Researchers at the University of Bonn in Germany have succeeded in finding a new, and potentially low-cost source of a potent antiviral compound that is known to prevent replication of the HIV virus in vitro. The scientists want to attempt large-scale production of the compound and are looking for industrial partners to help them.
Claudio Cerboncini and his colleagues have for the first time isolated dicaffeoyl quinic acid (DCQA) from sunflowers. DCQA occurs also in artichoke and wild chicory, though in extremely small quantities – the current market price is €1,000 per milligram. The Bonn researchers believe it could be produced at a fraction of the price using their discovery.
Cerboncini’s research began with the mould Sclerotinia sclerotiorum, the cause of white stem rot, which in certain weather conditions can destroy an entire sunflower crop. However, some sunflowers have the ability to survive more or less unscathed by producing antitoxins that put a stop to the fungus.
By infecting different varieties of sunflower plants with S. sclerotiorum, Cerboncini isolated antitoxins, including DCQA, which the plant produces in response to a fungal attack.

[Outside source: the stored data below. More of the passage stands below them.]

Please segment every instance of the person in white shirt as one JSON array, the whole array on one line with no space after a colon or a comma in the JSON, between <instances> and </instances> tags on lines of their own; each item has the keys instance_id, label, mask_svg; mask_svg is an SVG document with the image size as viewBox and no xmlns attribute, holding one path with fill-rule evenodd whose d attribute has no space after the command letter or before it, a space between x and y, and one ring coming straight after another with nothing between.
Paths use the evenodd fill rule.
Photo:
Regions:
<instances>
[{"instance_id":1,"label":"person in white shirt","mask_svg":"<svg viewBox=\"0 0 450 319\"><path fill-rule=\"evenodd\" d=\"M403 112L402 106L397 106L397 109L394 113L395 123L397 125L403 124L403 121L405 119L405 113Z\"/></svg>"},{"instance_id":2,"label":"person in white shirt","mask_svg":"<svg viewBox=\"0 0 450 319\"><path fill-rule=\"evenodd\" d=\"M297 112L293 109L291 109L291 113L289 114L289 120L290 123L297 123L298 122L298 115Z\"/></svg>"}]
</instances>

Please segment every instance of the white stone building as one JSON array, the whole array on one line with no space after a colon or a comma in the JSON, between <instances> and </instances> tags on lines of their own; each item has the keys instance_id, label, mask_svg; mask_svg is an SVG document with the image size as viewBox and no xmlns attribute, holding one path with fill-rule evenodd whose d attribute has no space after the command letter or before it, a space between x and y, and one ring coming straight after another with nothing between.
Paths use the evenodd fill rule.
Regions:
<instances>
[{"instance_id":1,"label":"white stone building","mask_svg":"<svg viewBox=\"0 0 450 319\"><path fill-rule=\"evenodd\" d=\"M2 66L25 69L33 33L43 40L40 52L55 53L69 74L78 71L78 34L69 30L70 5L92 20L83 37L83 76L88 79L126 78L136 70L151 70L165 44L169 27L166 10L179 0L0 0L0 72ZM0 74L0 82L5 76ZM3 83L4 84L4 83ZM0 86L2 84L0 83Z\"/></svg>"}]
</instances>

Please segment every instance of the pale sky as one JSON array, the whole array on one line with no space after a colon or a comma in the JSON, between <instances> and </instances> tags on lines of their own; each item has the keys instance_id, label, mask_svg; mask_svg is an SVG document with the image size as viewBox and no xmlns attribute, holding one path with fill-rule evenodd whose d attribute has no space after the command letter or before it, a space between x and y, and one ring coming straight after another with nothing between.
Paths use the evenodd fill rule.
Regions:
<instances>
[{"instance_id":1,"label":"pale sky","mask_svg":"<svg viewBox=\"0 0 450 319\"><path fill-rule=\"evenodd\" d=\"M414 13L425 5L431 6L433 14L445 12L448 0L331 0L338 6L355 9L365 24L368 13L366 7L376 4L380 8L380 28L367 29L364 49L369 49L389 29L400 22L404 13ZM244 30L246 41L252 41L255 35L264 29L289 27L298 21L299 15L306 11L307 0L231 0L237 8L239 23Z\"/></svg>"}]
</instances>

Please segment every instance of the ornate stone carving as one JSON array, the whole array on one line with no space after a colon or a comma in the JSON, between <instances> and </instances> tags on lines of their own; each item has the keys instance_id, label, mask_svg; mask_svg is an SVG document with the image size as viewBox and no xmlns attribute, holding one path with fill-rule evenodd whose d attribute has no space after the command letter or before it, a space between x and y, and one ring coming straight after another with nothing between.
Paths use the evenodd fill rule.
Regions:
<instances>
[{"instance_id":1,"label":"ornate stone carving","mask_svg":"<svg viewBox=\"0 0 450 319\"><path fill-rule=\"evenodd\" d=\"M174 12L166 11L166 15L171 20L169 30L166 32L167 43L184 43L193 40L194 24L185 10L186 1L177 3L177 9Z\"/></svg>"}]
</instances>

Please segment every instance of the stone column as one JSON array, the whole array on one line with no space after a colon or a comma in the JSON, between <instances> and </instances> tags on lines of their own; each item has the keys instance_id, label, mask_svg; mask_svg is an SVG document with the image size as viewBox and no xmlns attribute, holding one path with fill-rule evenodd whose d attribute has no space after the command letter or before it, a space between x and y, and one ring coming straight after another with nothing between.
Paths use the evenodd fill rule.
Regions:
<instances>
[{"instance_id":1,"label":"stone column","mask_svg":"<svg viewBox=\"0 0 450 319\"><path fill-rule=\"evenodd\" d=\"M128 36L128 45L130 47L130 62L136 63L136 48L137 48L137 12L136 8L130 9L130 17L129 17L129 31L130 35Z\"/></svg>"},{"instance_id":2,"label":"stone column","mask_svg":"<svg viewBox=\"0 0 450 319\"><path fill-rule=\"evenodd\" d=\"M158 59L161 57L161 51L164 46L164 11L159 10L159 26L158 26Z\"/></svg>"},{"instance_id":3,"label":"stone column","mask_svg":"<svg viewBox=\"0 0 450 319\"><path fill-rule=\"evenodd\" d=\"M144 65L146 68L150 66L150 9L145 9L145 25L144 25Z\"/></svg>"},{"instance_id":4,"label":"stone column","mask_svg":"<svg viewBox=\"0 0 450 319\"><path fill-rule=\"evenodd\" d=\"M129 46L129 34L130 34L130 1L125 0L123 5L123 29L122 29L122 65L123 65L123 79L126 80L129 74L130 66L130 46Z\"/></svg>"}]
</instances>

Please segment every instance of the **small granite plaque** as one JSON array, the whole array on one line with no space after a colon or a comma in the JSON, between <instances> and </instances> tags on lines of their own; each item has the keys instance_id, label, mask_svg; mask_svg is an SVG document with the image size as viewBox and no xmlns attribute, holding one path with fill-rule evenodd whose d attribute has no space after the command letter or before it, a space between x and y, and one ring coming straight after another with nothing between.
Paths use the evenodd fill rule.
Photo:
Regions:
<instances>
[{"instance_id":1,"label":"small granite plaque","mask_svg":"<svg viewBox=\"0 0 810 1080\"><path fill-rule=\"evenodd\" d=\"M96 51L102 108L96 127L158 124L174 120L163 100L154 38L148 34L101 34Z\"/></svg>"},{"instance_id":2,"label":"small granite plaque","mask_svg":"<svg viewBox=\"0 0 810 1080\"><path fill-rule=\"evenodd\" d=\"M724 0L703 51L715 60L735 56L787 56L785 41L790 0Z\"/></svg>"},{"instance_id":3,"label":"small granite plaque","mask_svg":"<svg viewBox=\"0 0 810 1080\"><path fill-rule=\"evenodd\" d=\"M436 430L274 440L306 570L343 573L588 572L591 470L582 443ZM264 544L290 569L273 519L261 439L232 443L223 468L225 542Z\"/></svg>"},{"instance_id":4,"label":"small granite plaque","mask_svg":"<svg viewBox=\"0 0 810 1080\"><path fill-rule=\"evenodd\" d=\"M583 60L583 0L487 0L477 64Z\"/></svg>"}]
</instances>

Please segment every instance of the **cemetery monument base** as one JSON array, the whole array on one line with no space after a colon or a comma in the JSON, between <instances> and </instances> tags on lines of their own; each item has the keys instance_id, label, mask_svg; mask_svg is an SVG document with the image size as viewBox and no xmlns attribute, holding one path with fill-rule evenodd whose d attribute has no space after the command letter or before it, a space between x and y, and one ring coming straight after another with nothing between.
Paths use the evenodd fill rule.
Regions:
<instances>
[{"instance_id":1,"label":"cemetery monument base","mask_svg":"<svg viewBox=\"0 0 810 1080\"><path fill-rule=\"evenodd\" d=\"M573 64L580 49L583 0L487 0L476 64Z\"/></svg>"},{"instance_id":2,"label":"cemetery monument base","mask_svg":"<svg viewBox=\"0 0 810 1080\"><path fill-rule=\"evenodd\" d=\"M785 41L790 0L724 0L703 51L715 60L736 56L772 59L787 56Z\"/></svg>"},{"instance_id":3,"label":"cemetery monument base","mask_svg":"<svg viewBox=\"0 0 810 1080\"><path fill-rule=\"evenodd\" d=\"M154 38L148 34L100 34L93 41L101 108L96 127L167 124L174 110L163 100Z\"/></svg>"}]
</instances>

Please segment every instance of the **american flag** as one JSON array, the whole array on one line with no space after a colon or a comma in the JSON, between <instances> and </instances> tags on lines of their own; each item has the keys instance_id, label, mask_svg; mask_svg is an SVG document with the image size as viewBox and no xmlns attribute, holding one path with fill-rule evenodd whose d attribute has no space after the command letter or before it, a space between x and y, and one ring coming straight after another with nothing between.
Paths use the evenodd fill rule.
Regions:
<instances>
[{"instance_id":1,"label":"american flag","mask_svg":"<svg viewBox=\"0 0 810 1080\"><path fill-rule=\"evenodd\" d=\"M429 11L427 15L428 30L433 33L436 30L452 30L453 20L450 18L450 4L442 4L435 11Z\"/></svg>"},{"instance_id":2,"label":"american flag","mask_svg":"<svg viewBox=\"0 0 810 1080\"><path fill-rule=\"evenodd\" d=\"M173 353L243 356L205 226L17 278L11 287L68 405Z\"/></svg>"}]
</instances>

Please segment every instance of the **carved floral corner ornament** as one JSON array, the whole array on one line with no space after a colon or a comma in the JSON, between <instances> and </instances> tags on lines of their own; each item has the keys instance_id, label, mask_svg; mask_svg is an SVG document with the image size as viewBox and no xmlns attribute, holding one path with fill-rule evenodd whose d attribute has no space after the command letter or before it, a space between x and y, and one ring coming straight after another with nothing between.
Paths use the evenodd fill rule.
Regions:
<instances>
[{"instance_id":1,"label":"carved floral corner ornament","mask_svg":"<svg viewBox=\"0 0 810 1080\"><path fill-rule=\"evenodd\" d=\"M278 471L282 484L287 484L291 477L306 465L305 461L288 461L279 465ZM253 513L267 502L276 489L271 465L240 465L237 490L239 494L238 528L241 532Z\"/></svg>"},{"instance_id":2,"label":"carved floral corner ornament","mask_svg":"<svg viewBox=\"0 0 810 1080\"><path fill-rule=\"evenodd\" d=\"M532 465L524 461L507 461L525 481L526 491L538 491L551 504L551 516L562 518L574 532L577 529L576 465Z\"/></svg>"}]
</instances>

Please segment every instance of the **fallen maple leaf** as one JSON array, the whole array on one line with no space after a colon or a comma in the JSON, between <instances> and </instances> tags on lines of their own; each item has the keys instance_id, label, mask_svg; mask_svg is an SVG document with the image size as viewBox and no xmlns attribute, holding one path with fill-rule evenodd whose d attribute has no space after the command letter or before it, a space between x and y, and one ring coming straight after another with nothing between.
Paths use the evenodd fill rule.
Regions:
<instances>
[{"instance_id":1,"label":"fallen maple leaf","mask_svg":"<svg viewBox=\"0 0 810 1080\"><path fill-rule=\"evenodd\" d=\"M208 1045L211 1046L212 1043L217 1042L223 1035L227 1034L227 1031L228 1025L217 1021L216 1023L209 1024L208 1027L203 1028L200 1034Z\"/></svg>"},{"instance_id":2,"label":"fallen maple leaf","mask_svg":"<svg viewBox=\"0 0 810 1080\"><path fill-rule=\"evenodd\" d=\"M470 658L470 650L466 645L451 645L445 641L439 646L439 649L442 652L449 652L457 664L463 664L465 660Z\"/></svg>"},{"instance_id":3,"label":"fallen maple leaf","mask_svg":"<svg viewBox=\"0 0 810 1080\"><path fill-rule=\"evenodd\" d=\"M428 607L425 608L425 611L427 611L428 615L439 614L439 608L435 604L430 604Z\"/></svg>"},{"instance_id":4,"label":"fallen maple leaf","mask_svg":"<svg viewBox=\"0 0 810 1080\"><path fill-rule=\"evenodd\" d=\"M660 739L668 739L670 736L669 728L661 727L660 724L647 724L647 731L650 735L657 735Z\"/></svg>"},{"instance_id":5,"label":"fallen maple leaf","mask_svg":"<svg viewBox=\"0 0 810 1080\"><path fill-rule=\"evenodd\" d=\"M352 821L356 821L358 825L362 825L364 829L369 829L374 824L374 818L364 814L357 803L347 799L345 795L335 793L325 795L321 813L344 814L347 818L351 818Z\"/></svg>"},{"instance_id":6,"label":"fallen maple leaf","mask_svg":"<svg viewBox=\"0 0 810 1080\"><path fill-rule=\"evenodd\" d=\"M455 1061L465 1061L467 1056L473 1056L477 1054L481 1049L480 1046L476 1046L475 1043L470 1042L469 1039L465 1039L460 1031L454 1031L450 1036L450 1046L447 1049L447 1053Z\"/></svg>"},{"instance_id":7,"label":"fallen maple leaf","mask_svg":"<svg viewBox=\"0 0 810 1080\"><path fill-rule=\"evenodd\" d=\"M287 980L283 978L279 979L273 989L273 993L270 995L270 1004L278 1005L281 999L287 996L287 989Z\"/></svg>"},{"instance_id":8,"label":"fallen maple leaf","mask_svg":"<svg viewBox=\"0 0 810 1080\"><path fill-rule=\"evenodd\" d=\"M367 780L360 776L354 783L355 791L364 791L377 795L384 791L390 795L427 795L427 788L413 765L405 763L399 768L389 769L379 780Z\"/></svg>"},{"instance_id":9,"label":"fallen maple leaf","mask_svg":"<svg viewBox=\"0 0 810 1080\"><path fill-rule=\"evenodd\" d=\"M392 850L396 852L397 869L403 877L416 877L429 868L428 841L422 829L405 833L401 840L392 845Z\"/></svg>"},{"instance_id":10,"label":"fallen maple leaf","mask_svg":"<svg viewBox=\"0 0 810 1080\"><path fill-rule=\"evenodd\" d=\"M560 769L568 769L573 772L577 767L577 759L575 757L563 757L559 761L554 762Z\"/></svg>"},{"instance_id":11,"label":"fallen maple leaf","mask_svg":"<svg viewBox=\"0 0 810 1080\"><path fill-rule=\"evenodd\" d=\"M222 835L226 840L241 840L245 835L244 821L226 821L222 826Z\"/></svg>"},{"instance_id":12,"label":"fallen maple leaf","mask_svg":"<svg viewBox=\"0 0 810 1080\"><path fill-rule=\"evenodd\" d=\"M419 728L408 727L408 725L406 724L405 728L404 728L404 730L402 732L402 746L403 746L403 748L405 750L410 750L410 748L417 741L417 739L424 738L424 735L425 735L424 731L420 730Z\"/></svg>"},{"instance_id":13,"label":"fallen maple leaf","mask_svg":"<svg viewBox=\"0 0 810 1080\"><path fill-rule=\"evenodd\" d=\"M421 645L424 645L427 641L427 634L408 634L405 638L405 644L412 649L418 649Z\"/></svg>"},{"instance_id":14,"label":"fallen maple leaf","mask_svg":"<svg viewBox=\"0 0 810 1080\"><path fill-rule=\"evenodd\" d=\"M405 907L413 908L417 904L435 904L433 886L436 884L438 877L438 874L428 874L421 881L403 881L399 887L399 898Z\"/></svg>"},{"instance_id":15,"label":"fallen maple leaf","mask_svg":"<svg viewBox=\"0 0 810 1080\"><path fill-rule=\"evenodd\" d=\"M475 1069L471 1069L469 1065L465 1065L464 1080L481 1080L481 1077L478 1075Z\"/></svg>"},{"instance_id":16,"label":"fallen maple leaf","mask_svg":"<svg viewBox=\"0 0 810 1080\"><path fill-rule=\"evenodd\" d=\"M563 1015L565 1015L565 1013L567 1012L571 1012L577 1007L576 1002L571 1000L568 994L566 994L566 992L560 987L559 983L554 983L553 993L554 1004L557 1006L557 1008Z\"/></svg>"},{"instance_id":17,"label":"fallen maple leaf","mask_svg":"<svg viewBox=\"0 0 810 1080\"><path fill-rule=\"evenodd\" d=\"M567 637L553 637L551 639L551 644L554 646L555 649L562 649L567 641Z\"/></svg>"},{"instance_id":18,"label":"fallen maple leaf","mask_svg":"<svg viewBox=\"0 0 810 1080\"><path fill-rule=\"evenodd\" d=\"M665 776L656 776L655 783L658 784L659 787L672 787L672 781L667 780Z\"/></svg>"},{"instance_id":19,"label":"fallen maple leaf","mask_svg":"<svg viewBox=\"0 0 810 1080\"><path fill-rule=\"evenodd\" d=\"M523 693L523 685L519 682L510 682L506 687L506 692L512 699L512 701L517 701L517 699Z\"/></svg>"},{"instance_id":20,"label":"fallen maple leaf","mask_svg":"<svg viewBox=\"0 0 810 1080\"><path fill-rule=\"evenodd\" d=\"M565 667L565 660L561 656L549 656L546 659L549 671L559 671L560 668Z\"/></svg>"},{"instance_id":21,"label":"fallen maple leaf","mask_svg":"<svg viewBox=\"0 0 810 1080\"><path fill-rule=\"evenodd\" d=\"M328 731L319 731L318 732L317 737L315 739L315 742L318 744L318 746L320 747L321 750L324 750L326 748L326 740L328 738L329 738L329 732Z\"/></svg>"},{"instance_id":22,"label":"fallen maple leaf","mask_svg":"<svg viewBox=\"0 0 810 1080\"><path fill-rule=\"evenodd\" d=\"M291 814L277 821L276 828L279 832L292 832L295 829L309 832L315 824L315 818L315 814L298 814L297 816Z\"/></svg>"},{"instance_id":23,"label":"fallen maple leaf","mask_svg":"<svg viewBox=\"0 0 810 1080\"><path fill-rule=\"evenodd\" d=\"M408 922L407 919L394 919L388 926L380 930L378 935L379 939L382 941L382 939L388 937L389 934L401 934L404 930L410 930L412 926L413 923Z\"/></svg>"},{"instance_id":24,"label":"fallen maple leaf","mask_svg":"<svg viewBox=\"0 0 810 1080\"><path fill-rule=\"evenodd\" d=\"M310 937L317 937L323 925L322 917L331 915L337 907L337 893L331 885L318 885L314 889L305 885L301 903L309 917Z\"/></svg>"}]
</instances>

“DCQA is one of the few substances known today that inhibit integrase, an enzyme that is essential for HIV to reproduce,” said Cerboncini. In contract to other antiviral treatments, integrase inhibitors are so specific that are predicted to have limited side effects in man.
Cerboncini’s collaborator, Ralf Theisen of the Centre of Molecular Biotechnology at Bonn University, is now trying to identify the gene that prompts the sunflower to produce DCQA, paving the way for it to be produced in bacterial cell culture.